Synthèse - Thème 2 : L'autonomie des universités, "acte II" : à quel prix ?
Sous l’impulsion du président de la République, dans son discours du 7 décembre 2023, la ministre de l’Enseignement supérieur et de la Recherche a lancé le 26 mars l’expérimentation de l’acte II de l’autonomie des universités, avec neuf établissements pilotes désignés volontaires. C’est une vraie casse des statuts des personnels et du Code de l’éducation qui est au programme. Ce programme - caractérisé par l’absence de règles et l’avènement de l’arbitraire - est destructeur à la fois pour les enseignant⋅es déjà en poste mais également pour les enseignant⋅es et enseignant⋅es-chercheur⋅es en devenir. Le maintien des statuts actuels est une garantie afin de pouvoir accomplir nos missions d’enseignement et de recherche et pour un service public d’enseignement supérieur et de recherche de qualité.
Une absence de démocratie
Les points d’expérimentation sont actuellement choisis par les seules équipes présidentielles des établissements « pilotes », sans consultation des personnels, parfois même sans les en informer, dans l'opacité la plus totale. Le SNESUP-FSU rappelle que les points d’expérimentation correspondent aux prérogatives des CSA et des CA d’établissements qui doivent impérativement être informés et consultés.
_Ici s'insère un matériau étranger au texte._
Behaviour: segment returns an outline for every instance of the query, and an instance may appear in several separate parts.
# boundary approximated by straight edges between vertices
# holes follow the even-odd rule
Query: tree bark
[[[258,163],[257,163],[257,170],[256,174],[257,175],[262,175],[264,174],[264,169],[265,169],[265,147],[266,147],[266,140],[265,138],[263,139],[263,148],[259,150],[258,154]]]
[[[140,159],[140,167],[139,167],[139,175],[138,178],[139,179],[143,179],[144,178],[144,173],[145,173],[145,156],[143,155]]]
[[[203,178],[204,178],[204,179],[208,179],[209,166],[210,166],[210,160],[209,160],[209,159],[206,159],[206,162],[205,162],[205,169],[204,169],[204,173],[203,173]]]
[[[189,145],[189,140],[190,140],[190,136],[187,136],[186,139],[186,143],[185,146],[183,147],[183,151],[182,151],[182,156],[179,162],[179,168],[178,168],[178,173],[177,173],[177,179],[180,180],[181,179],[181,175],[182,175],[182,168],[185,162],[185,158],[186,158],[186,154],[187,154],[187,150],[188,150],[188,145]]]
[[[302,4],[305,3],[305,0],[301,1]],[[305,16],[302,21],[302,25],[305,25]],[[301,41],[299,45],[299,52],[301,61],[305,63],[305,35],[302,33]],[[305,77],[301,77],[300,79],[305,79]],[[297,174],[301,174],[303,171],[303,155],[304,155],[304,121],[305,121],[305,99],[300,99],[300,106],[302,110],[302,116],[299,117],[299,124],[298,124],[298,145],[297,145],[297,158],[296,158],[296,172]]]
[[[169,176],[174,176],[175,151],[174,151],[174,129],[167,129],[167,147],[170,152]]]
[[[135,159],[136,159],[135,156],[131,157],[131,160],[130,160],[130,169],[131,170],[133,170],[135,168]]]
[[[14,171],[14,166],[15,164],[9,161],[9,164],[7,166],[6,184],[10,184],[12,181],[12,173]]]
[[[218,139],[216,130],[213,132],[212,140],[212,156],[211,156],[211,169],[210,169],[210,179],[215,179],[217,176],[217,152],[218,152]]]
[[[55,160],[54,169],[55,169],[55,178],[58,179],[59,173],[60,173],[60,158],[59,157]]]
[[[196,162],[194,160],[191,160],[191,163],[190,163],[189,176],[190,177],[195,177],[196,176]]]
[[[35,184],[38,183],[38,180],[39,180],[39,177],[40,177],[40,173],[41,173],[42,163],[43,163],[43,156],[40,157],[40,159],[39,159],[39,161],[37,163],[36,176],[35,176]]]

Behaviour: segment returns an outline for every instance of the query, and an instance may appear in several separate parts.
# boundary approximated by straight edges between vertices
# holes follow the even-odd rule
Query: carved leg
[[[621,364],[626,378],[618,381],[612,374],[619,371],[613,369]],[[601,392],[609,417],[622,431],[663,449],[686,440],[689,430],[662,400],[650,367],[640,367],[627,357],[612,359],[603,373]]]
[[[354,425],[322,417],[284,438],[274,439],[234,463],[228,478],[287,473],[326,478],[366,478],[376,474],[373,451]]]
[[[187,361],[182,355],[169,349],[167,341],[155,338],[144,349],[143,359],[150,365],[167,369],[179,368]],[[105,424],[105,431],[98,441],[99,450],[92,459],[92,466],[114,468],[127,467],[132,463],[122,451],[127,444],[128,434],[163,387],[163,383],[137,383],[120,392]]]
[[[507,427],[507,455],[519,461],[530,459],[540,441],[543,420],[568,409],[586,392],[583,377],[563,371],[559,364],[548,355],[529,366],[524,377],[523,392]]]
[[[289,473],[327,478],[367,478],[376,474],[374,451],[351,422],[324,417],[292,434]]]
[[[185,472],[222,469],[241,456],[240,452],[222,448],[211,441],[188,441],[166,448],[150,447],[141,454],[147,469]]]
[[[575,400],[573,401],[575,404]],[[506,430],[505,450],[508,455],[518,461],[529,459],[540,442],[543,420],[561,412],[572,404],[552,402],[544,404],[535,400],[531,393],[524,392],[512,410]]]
Par ailleurs, un certain nombre des objets d’expérimentations ou qui sont explorés dérogent aux décrets et entraînent les universités dans l'illégalité.
Le SNESUP-FSU s’oppose fermement à toute tentative de modification des textes réglementaires (ex : suppression de la référence aux 192 h pour les enseignant⋅es-chercheur⋅es ou aux 384 h pour les enseignantes et enseignants des premiers et second degré affectés dans le supérieur - ESAS -).
Cette expérimentation n’en porte que le nom. Au contraire d’une expérimentation scientifique, aucune hypothèse ni analyse des résultats ne sont prévus. Elle ne s’appuie sur aucun bilan de l’existant et aucun bilan n’est prévu avant de généraliser le dispositif à l’ensemble des établissements à l’été 2025. Il s’agit donc en réalité du programme de l’Acte II. Le gouvernement prévoit d’étendre les points d’expérimentation à tous les établissements et tous les personnels en détricotant le code de l'Éducation et en modifiant les décrets statutaires. Ce projet ne concerne donc pas uniquement les établissements « pilotes » mais bel et bien toute la communauté universitaire.
Des mesures à combattre, inacceptables pour les personnels
Les propositions en termes de ressources humaines portent en germe la dérégulation des statuts des personnels avec pour constante la gestion locale des carrières, comme l’attribution des CRCT et CPP uniquement en local, la disparition de la qualification des MCF. Cela constitue une nouvelle attaque contre le CNU et ses prérogatives. Le transfert de la gestion des BIATSS et des enseignant⋅es de statut second degré vers les établissements, alors qu’ils et elles sont actuellement géré⋅es par le ministère ou les rectorats, est également envisagé.
Le SNESUP-FSU rappelle son attachement au CNU, au rôle et aux missions qui doivent être les siens. Notamment il souhaite lui voir attribuer un rôle décisionnaire dans la gestion des carrières des enseignant⋅es-chercheur⋅es ; il s’oppose à ce que ces missions se restreignent encore davantage, comme la suppression de la qualification pour les recrutements de MCF. Au contraire, il défend un renforcement de ses prérogatives, en confiant au CNU un dispositif de repyramidage national des enseignant⋅es-chercheur⋅es à l’opposé du dispositif actuel qui fait la part belle au localisme.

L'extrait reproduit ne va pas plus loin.